What happens in email, doesn't stay there. But you knew that already.

The first page of the PowerPoint used in the Post’s story with some information redacted.

The first page of the PowerPoint used in the Post’s story with some information redacted.

Your online address books are probably being accessed by the government. But you probably kinda knew that anyway.

The NSA collects hundreds of millions of address books and contact lists from emails and instant messaging accounts, the Washington Post  reported late Monday, drawing once again from documents leaked by Edward Snowden.

According to the report, the NSA actively collects and stores "buddy lists" and online address books from "most major webmail" systems and has been since at least January 2012. The Agency uses these virtual reams of "metadata-rich" info to create searchable recreations of an individual's life based on their online connections.

The newly unveiled program expands on the NSA's reach even beyond the already expansive PRISM and Xkeyscore programs, which gave the government the ability to access nearly all digital communications.

The Post's report is largely drawn another matter-of-fact NSA PowerPoint presentation (linked here), that describes how the NSA's Special Source Operations (SSO) was able to collect nearly 450k address books per day (or roughly 250 million per year).

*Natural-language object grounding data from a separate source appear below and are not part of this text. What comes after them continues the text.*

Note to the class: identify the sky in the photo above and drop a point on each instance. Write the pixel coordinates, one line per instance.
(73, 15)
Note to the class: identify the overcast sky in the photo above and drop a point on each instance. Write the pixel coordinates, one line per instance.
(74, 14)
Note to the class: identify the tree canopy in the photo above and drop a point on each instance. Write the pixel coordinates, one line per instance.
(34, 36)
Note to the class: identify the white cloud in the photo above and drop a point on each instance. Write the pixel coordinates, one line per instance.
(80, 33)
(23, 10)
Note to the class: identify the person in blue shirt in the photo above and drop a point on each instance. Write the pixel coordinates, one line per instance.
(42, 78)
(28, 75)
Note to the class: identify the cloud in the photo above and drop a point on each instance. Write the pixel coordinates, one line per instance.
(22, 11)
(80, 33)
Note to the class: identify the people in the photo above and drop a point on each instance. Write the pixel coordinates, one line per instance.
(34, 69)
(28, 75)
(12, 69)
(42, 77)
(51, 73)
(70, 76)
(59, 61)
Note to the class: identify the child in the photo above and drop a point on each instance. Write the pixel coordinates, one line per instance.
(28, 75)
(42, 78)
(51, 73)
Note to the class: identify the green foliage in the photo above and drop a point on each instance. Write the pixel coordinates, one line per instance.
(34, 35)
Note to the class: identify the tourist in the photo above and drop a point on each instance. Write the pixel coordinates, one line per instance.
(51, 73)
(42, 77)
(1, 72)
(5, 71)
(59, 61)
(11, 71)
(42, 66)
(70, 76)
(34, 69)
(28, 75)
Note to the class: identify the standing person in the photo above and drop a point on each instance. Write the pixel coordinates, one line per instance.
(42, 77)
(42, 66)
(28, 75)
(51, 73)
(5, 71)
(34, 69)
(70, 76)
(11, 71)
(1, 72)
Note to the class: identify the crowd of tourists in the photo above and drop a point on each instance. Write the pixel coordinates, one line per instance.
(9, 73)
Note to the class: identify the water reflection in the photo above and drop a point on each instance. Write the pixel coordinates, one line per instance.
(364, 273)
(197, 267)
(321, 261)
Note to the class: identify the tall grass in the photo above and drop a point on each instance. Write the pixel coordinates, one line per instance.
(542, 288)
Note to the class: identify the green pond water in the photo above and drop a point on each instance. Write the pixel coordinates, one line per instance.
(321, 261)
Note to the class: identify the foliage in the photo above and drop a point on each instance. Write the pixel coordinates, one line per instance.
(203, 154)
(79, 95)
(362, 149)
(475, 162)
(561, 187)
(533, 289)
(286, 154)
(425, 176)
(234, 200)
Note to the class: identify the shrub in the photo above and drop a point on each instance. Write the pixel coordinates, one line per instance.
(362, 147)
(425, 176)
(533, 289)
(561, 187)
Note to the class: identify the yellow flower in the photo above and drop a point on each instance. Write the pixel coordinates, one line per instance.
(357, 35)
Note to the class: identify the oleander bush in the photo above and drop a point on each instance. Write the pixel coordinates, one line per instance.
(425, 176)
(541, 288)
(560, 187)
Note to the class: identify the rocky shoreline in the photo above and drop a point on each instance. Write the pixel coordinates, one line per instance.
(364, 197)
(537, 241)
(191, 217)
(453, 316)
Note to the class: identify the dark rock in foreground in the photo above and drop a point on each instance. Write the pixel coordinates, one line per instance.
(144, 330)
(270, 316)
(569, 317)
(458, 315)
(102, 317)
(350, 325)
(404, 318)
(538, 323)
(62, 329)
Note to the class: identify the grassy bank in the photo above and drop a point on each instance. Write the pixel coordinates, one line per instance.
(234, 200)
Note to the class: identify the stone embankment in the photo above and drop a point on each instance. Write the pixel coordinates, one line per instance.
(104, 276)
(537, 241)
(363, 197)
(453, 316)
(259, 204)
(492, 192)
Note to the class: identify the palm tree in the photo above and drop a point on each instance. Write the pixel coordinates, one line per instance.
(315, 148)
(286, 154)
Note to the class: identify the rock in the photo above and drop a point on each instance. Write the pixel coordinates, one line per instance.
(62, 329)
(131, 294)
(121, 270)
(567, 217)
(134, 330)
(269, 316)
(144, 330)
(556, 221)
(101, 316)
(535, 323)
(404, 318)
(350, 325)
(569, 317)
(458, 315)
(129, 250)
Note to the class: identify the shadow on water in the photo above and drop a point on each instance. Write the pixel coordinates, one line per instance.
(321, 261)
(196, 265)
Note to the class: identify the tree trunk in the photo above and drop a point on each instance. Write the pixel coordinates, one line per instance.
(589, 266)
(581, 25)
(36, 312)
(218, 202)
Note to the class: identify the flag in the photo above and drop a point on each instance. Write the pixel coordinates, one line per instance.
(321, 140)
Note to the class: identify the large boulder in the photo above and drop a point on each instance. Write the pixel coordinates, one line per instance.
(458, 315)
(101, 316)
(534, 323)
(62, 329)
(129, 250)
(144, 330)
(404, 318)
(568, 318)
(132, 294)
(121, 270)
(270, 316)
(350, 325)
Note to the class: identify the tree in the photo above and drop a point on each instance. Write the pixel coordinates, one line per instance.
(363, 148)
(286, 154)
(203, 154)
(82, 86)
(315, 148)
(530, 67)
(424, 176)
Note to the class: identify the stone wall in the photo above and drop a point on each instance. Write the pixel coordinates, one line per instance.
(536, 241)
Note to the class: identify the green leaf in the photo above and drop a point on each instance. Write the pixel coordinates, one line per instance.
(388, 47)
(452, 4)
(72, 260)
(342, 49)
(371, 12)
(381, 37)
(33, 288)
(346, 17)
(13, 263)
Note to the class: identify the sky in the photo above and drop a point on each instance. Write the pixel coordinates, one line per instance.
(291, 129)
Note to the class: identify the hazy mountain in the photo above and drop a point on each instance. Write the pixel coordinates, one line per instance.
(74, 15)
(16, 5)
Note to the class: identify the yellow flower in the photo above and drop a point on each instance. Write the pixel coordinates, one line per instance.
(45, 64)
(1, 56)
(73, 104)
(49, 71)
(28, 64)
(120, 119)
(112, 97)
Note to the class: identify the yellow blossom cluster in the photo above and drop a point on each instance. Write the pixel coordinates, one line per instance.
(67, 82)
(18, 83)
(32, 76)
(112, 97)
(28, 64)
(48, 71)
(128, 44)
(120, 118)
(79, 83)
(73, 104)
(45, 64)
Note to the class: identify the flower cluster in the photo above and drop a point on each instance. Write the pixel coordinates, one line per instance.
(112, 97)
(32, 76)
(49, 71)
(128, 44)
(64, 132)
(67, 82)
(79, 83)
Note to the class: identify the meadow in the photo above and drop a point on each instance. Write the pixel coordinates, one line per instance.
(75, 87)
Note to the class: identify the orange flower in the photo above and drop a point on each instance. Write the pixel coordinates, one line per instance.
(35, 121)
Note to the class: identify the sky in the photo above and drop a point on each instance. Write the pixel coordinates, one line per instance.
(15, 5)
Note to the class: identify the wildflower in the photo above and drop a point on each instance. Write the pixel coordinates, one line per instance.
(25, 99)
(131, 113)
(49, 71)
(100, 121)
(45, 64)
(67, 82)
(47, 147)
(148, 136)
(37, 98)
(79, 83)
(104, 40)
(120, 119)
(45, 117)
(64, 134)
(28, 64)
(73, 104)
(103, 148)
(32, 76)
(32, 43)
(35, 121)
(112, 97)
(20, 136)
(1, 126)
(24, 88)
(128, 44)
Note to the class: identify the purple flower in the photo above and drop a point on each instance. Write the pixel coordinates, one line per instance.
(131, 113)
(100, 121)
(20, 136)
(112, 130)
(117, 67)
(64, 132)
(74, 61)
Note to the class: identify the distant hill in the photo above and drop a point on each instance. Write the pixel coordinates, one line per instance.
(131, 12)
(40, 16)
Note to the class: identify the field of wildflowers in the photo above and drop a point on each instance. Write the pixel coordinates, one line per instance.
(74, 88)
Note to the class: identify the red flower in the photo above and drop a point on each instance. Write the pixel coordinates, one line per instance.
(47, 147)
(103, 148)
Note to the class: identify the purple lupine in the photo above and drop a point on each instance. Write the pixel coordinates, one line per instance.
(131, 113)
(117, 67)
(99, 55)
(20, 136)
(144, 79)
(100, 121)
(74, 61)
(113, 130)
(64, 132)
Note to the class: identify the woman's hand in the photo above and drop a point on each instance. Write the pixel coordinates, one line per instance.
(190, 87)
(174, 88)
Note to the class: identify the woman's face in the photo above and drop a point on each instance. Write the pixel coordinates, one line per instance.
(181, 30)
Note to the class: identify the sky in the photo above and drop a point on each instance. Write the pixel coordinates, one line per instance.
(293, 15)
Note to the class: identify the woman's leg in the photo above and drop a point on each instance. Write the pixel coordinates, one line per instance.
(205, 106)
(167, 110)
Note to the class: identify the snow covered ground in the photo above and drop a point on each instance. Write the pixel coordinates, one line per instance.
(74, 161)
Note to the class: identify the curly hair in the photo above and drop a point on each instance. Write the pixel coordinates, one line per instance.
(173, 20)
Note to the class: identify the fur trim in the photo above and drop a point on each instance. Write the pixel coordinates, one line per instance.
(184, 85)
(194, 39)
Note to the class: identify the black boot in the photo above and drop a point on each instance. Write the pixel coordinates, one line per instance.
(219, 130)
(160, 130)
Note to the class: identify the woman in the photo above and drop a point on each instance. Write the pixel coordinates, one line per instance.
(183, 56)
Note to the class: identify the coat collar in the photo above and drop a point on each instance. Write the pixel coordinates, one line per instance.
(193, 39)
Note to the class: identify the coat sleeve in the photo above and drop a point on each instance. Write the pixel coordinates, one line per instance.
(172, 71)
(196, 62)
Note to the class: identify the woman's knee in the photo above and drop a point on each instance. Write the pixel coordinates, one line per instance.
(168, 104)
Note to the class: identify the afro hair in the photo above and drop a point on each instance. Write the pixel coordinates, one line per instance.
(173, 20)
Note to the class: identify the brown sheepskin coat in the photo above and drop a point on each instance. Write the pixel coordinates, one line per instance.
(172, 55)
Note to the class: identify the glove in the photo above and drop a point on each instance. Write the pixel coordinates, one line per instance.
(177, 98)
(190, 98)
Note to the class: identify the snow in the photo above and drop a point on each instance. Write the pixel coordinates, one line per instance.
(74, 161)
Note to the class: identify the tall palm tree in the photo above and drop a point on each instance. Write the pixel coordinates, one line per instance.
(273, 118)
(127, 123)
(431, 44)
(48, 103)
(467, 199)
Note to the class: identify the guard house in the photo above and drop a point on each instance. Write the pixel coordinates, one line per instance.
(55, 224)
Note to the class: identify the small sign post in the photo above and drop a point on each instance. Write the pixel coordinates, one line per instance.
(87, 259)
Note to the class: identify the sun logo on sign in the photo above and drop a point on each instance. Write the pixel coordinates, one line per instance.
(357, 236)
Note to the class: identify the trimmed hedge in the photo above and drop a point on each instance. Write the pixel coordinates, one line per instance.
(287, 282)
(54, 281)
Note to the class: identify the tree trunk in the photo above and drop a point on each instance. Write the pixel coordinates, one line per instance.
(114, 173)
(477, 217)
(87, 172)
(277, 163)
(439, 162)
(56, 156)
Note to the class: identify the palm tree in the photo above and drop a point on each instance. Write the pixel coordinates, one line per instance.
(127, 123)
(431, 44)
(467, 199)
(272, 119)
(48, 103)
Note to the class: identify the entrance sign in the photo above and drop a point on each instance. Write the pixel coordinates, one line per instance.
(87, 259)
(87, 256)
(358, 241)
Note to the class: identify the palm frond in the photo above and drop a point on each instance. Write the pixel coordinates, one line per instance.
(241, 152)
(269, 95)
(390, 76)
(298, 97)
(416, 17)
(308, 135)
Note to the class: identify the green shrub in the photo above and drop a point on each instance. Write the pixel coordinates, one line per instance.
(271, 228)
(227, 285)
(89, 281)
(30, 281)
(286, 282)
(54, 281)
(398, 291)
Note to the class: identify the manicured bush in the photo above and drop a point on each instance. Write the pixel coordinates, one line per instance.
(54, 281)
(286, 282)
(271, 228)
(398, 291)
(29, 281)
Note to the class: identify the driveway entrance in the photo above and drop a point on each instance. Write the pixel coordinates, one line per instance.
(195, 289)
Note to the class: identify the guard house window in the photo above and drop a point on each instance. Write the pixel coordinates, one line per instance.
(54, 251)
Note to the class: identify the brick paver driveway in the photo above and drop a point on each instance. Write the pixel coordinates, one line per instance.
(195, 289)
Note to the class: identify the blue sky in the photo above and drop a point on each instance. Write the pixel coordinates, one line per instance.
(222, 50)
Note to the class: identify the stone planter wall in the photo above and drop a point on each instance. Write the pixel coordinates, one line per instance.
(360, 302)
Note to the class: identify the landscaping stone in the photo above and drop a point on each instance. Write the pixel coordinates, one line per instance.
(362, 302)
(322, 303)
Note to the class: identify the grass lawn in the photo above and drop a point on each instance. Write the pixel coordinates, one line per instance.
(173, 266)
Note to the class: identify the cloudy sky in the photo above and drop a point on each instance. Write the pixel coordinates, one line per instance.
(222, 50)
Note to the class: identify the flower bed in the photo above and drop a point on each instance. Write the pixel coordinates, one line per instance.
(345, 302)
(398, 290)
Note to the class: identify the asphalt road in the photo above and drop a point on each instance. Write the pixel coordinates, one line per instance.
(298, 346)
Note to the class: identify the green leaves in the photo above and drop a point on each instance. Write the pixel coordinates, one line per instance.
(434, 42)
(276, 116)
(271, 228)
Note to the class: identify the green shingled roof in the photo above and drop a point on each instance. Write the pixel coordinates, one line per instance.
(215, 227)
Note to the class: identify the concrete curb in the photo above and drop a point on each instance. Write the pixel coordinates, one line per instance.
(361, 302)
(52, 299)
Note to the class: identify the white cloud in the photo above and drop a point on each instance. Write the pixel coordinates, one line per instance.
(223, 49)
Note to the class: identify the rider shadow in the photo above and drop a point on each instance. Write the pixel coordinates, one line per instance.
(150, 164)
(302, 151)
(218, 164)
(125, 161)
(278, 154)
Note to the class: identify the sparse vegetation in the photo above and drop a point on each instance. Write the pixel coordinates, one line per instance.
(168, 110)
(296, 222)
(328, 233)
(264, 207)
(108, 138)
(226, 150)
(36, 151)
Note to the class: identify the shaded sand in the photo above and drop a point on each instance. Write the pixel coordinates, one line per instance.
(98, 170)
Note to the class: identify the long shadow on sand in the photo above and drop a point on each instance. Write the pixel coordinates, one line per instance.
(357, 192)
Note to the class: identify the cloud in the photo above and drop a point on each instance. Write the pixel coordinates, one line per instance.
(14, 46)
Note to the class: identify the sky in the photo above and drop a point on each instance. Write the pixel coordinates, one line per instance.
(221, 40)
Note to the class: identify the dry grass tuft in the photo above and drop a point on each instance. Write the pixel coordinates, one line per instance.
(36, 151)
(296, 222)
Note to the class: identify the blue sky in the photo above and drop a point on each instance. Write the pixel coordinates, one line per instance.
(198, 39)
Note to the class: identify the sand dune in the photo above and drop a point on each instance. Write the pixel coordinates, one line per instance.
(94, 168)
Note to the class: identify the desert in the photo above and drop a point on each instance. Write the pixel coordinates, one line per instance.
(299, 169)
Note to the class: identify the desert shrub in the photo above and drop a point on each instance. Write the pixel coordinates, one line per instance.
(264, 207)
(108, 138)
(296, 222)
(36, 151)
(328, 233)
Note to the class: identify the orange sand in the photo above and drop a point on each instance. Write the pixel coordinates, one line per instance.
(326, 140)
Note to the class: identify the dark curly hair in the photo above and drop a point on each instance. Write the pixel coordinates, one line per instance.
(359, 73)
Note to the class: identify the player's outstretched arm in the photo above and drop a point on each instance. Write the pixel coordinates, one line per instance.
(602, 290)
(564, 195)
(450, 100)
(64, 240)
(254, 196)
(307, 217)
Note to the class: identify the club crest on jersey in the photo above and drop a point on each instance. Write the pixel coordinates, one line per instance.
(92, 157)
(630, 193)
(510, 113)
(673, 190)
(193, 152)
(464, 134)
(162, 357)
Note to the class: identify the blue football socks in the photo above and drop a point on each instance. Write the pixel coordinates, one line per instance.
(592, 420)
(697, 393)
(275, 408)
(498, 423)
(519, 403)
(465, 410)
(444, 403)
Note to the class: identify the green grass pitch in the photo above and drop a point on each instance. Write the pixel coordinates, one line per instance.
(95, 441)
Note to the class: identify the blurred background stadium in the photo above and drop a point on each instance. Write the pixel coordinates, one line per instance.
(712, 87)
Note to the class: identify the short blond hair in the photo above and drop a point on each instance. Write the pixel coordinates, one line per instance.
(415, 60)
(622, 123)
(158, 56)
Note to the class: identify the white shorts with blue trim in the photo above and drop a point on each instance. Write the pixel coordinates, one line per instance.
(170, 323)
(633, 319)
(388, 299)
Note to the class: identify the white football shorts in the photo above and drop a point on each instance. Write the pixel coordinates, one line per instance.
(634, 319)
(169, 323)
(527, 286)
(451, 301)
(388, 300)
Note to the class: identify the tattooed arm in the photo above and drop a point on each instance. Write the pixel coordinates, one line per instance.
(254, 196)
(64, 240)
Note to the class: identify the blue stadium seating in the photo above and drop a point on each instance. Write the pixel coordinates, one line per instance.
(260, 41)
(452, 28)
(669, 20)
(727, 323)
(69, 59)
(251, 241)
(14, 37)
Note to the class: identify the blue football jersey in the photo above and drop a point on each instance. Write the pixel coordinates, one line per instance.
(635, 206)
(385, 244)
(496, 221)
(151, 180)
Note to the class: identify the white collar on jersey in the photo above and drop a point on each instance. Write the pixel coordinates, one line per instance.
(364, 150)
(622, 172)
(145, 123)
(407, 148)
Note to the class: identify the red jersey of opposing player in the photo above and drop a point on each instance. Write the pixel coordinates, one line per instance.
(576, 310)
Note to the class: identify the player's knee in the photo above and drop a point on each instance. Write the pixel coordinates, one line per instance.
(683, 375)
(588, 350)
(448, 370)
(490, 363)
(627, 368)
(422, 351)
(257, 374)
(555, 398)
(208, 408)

According to the NSA documentation, address book data accounts for nearly a fifth of the SSO's "major accesses," though only a small amount (13.8% of the data) is considered "attributable," meaning the information is verifiably traceable to an actual contact. In fact, the PowerPoint goes into detail about how one of the program's biggest technical setbacks were large amounts of spam adding noise to the system.

According to the PowerPoint, the program includes data culled from numerous services including Yahoo, Hotmail, Gmail, and Facebook. Web services often transmit information such as address book data whenever a user logs in to their services. For example, when you access your Gmail account on a new computer, the site has the ability to autofill past contacts in a message as you type. It does this by accessing your address book stored on Google's remote servers. According to the report, the NSA is able to snag this data during its transit over international access points.

It would be illegal for the NSA to collect this information from facilities in the United States as per the Foreign Intelligence Surveillance Act. However, according to unnamed sources quoted in the Post's report, the agency gets around this by collecting the data from access points all over the world, rather than directly on U.S. soil.

While Google's email services are encrypted by default, this may make little difference as a previous Snowden-release has detailed the NSA's ability to defeat many encryption schemes. It is perhaps also why Yahoo announced today that it would be moving to SSL encryption by default.

One big graph search

According to the NSA's analysis of a single day's collection, Yahoo was the most collected source, followed by Hotmail, Gmail, and Facebook. Facebook's data was by far the most accurate, however, ranking in at 95.87% attributable (that is, gave verifiable information on a real person). As a point of comparison, the next highest was Gmail, which came in at a measly 6.97% attributable. Facebook's attribution "success rate" is probably due the social network's insistence on non-anonymity and little spam within the service. In fact, the NSA program could be described to be, in effect, one giant Facebook graph search.

As of writing this, there is no official statement on the government's data collection transparency tumblr, ICOnTheRecord. The tumblr was the result of a pledge from the administration to foster more transparency in the collection activities. During a press conference in early August, Obama criticized the methodology of leaks being "released drip by drip, one a week, to kind of maximize attention."

If one Snowden's chief media contacts, Glenn Greenwald, is to be believed, Snowden supplied him with 15-20k secret documents before finally seeking asylum in Russia. Unlike with WikiLeaks' unredacted info dumps, Snowden's media contacts seem to be taking more care to vet and redact parts of these secret documents before going public, thus the relatively slower pace of distribution. This may be yet another train car in a very long line of surveillance revelations.